Family life in Britain in 2020 bears little resemblance to the experience of past generations. The incidence of living alone, divorce and fatherless families have grown far more common. The number of couples getting married has fallen over the past 50 years. The number of cohabiting couples has risen by more than half over the past dozen years. The number of families where both parents work has doubled in the last half century, as has the number of lone parents working. 

All these changes have profoundly affected the traditional family. A marriage tax break or a community centre will not turn the tide of the last 40 years. 

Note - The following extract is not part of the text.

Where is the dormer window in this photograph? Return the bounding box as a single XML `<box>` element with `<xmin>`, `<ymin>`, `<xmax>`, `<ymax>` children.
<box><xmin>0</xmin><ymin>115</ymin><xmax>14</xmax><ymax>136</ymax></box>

Why does this matter? A child’s family is the key determinant in their chances of success, from the number of words they learn, to the role models they copy, and the self-confidence they enjoy. As research by Dr Jack Shonkoff at Harvard University has shown, the difference between disadvantaged and prosperous young people is not family income but family relationships—those who have strong connections with their parents and their extended family do immeasurably better in terms of academic attainment, future income and relationships.

Can we strengthen the family? Yes, if we prioritise support for those embarked on the five pathways to poverty. Investing in couples’ relationships; addiction treatment; affordable housing; and family hubs that deliver parenting classes, post-natal care, and support in financial management to local residents.

True prosperity means fostering strong relationships to bind us—whether as family, neighbours, members of the same group or volunteers for the same charity. Empedocles understood the value of this 2,500 years ago. So too should we.